In a preliminary post-incident report, Microsoft has revealed that this week’s 5-hour-long Microsoft 365 worldwide outage was triggered by a faulty Enterprise Configuration Service (ECS) deployment that led to cascading failures and availability impact across multiple regions.
ECS is an internal central configuration repository designed to enable Microsoft services to make wide-scope dynamic changes across multiple services and features, as well as targeted ones such as specific configurations per tenant or user.
What initially started like a minor Microsoft Teams outage ended up expanding downstream to multiple Microsoft 365 services with Teams integration that also leverage ECS, including Exchange Online, Windows 365, and Office Online.
As a result, users worldwide began reporting that they could not use Microsoft Teams and multiple Microsoft 365 services or features.
“This issue affected the users’ ability to connect to the Microsoft Teams Desktop, Web and Mobile clients,” the company explained in its preliminary report.
“Telemetry indicated that approximately 300k calls were impacted by this event. The Asia Pacific (APAC) region was most affected due to business hours coinciding with the impact window. Additionally, Direct Routing and Skype MFA were mostly impacted service.”
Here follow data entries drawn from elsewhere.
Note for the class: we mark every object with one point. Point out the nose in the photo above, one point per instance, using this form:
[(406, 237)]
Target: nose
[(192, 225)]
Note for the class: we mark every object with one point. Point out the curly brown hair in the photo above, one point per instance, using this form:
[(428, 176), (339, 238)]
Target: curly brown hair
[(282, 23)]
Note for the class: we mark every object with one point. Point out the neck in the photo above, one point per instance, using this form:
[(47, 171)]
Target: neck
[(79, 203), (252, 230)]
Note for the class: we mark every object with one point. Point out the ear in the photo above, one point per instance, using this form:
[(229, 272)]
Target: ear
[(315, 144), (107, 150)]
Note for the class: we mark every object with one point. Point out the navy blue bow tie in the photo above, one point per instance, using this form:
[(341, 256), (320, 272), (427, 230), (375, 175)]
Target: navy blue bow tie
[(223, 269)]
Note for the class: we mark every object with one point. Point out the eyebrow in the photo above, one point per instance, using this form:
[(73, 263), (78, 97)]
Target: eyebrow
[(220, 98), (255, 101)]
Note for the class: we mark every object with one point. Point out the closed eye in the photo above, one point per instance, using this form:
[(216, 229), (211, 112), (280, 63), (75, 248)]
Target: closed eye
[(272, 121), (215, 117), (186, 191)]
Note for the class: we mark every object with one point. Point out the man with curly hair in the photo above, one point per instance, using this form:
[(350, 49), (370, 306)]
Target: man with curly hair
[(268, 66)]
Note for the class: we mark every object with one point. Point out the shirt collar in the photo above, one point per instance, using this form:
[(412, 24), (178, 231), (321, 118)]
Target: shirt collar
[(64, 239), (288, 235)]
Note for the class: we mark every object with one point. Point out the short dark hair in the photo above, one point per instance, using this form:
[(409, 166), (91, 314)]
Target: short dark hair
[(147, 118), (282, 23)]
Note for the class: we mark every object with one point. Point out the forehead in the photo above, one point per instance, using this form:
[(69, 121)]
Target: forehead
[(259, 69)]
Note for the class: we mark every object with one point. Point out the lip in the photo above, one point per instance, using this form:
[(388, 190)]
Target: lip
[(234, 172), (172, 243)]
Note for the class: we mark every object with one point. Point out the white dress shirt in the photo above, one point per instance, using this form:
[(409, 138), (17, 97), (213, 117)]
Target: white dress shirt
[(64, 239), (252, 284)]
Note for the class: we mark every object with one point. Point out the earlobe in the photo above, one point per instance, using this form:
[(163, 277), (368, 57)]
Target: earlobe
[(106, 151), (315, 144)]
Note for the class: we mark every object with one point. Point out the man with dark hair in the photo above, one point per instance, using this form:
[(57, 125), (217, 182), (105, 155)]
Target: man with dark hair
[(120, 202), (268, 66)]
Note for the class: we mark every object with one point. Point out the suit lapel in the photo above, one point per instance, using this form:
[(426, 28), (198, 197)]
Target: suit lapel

According to Redmond’s report, the incident started on Thursday, July 21, at 1:05 AM UTC, with the company’s engineers remediating most of its impact within five hours, by 6:00 AM UTC.
However, there was also some isolated residual impact until 1:14 PM UTC the same day, matching customer reports on social media.
In the end, the incident affected users attempting to utilize one or more of the following Microsoft 365 services and features (all impacted to some degree by the outage):
Exchange Online (Delays sending mail)
Microsoft 365 admin center (Inability to access)
Microsoft Word within multiple services (Inability to load)
Microsoft Forms (Inability to use via Teams)
Microsoft Graph API (Any service relying on this API may have been affected)
Office Online (Microsoft Word access issues)
SharePoint Online (Microsoft Word access issues
Project Online (Inability to access)
PowerPlatform and PowerAutomate (Inability to create an environment with a database)
Autopatches within Microsoft Managed Desktop
Yammer (Impact to Yammer flighting)
Windows 365 (Unable to provision Cloud PCs)
Preliminary root cause was an ECS failure
As described by Redmond in its incident report and mentioned in the beginning, the preliminary root cause behind this outage was a faulty Enterprise Configuration Service (ECS) deployment.
“A deployment in the ECS service contained a code defect that affected backward compatibility with services that leverage ECS. The net result was that for services that utilize ECS it would return incorrect configurations to all its partners,” the company explained.
“This resulted in downstream services getting a ‘200’ status message (indicating the pull was successful), however, it actually contained a malformed JSON object.
“The extent of the impact depended on how individual Microsoft services utilize the malformed configuration provided by ECS. Impact ranged from services crashing such as Teams while other services experienced limited to no impact.”
As a result of this incident, Microsoft says they’re working on improving the resiliency of the Microsoft Teams service to fail back to a cached ECS configuration version in the event of a future ECS failure.
They’re also investing in additional fault isolation to limit the impact of an ECS failure and updating monitoring thresholds to identify such low-grade failures better.